Dev/IT is tasked with building a secure site, and making it work effectively with different systems.
IT is usually last in the process after all the planning has been set. You need to bring IT/developers involved into the process on Day 1.
If you give IT your end goal, your objective and do it at the beginning, good IT people will be able to help you get there. Don’t do it mid-way through the process or after the process is already done, bring them into the planning.
“Bump chests, not heads” work together and don’t get upset.
Marketers: ask questions and use tools you are already familiar with to find out what exists before going to IT. They love to hear about new tools.
- Stay informed – make sure both teams know what the other is up to.
- Give us goals – IT people and marketers should both be given goals for implementation.
- Get IT involved from day 1 – they can’t help if your plan is fleshed out and you’re not open to changes.
Audience Q and A
Q: How do you communicate to non-techies what’s possible on a site i.e.: I want to add a button right here but IT says that will take two weeks.
A: Teams need to communicate what types of updates are possible and how long they will take. By having that spelled out clearly, it will save a lot of pain later on. Also, bringing the teams together socially (i.e. for lunch, team building, etc.) is important and will help your separate teams emphasize with each other.
Q: How do you deal with IT challenges in social media?
A: The problem with sites like YouTube and Facebook is not that they are a waste of time (some CXOs think that). At the end of the day they’re simply a tool. The problem is they can take up bandwidth – that’s something that IT monitors closely.

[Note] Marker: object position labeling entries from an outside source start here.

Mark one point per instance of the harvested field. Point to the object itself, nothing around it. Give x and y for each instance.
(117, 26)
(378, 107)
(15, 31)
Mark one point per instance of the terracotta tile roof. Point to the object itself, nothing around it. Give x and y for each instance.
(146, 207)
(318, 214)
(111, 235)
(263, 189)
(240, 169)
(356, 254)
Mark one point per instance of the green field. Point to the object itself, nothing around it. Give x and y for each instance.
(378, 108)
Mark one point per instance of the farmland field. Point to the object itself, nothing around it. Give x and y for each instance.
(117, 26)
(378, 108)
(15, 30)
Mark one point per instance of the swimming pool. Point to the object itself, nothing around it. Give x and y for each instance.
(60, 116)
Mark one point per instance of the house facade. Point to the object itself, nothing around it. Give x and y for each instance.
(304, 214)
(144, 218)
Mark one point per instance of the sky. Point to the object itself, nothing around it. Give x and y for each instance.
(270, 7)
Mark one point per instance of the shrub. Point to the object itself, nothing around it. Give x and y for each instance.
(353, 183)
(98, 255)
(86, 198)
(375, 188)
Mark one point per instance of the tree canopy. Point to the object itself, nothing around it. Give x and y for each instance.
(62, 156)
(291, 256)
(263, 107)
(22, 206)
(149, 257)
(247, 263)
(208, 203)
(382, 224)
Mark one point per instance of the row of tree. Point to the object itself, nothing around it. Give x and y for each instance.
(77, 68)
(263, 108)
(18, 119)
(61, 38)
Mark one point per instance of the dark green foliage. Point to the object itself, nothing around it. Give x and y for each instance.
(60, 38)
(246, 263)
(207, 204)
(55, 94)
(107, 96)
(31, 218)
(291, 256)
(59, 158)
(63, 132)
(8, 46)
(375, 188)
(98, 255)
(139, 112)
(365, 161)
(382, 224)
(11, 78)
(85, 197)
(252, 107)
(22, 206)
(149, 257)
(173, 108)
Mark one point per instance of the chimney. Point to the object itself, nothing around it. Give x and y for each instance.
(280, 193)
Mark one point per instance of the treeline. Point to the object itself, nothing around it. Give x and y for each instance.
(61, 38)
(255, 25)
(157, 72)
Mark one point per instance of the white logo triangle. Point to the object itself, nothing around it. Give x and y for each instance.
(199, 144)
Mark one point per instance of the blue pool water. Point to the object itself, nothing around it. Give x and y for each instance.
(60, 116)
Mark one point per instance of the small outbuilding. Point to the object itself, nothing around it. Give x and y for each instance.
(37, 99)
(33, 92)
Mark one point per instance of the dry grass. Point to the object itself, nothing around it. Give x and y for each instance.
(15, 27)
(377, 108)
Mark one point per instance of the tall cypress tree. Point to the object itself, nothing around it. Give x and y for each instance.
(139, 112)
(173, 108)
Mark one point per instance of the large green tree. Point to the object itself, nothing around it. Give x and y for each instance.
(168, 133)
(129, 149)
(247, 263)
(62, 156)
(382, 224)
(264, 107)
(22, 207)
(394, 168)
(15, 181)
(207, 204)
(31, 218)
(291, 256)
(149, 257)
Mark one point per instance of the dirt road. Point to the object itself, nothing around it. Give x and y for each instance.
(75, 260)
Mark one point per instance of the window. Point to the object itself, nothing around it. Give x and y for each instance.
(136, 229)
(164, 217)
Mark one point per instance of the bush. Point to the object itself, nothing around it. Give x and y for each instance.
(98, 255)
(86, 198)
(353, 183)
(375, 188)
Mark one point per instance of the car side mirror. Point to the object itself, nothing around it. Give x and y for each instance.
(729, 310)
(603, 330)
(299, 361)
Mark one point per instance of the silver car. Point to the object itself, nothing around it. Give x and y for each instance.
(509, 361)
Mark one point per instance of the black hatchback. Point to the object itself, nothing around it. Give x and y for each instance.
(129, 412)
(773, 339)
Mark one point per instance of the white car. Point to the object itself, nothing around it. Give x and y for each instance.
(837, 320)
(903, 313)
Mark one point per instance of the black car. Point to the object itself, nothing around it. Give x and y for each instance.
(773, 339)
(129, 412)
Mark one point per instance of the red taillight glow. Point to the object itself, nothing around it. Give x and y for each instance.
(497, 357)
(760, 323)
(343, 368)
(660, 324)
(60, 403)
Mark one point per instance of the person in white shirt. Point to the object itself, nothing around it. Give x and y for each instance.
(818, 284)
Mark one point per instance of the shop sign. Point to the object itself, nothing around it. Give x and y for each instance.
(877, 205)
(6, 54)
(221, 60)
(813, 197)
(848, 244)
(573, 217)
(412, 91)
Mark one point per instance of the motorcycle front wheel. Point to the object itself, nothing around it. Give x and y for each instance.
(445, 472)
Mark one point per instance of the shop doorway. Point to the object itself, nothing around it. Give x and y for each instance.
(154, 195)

Or if we’re going to get “Dugg” or anticipate large amounts of social traffic, marketers should let IT know so we can prepare.
Q: How did marketers and IT pros get disconnected? How do they reconnect?
A: Marketers have had to deal with personas, buying types and people. IT folk had to deal with technology. Now technology deals with people and intent, and that’s why they intersect. The real answer is that marketers need to understand technology in order to be effective. We’ve entered the second phase of the technology lifecycle – where it has moved into being an essential tool rather than a toy. At this stage, technology is the domain of marketers as much as IT and developers.